Ensuite, mais pas toujours, survient un événement terrible. Le soir approche. On se souvient de la lumière, car elle est toujours présente partout autour de cette grande tache noire étendue devant nous qui semble pouvoir encore se développer à l'infini. On se souvient d'elle et ce souvenir devient douloureux puisqu’il nous est impossible d'y être à nouveau exposé, impossible de ressentir sa chaleur apaisante. Le bonheur est maintenant bien plus petit en lui-même que cette ombre ; et il prend conscience que sa grandeur et sa plénitude sont derrière lui. L'aveuglement du début apparaît comme une erreur, et pourtant on ne peut s'empêcher de vouloir le revivre. Sois dit en passant, il était impossible de se soustraire à cette fatalité : comment aurait-on pu avoir la clairvoyance connue à présent dans le repos de l'ombre, étant noyés – contre son gré — dans l'insouciance ? Tout ce qu'il reste à faire, c'est contempler le passé lumineux et accepter le sombre futur. Voilà la mélancolie.
Devant lui, l'ombre est immense. C'est bientôt le crépuscule. Il n'a pas cessé depuis qu'il doute de se préparer à cet instant et pourtant il ne se sent pas prêt. Soit il se résigne, soit vient le désespoir. Le désespoir, c'est l'espoir de ceux qui savent qu'il n'y en a plus. N'oubliez pas que nous parlons bien du bonheur : même dans l'ombre il n'est pas question de « malheur ». Cette ombre vient et tout redevient confus, bien que cette fois l'horizon soit plus noir qu'il ne l'a jamais été. Ce moment nous rappelle pourtant l'aube. Elle nous manque...Pendant que la nuit s'acharne à englober toutes choses, c'est l'obscurité qui devient totale à son tour comme l'avait fait auparavant cette pleine lumière perdue. C'est la mort. Le bonheur, impassible spectateur de cette journée, se tient toujours immobile à sa place, ainsi qu'il l'a toujours fait ; cependant alentour il n'y a que pénombre. Il reste ainsi debout hors du temps, tache noire dans la nuit noire, jusqu'à s'oublier lui-même. Jusqu'à ce que l'horizon rougeoie de nouveau.

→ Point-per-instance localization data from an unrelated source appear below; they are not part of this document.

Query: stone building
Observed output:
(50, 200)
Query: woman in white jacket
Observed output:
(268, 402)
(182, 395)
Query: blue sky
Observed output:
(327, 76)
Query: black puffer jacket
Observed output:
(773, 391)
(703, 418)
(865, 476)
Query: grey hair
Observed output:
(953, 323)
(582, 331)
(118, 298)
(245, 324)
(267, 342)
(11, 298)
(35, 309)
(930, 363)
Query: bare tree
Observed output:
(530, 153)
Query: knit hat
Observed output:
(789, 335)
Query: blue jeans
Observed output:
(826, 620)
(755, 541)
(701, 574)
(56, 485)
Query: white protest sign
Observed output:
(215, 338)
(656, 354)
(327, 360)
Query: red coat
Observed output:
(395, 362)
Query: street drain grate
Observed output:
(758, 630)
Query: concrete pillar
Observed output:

Jusqu'à l'aube suivante...
Voici le schéma d'une existence tel que nous avons déjà pu chacun le reconnaitre sans doute dans les traits de notre propre bonheur. Cette théorie est nécessairement fausse à un certain degré, que je vous demande d'excuser. Bien entendu, je le répète, ce n'est qu'une figuration. Le bonheur reste à mon avis une abstraction indéfinissable, et il est impossible de lui attribuer tel ou tel caractère ou schéma immuable. Chaque bonheur a une existence unique et même s'ils ont tous une essence commune, qu'ils forment la même entité du Bonheur, ils restent une multitude d'entités indépendantes. Leurs ombres sont aussi imprévisibles qu'eux, puisque chacune vient d'un soleil qui lui est propre ; et que lorsque les bonheurs se croisent, ils se trouvent exposés au hasard des lumières et des ombres qui les entourent.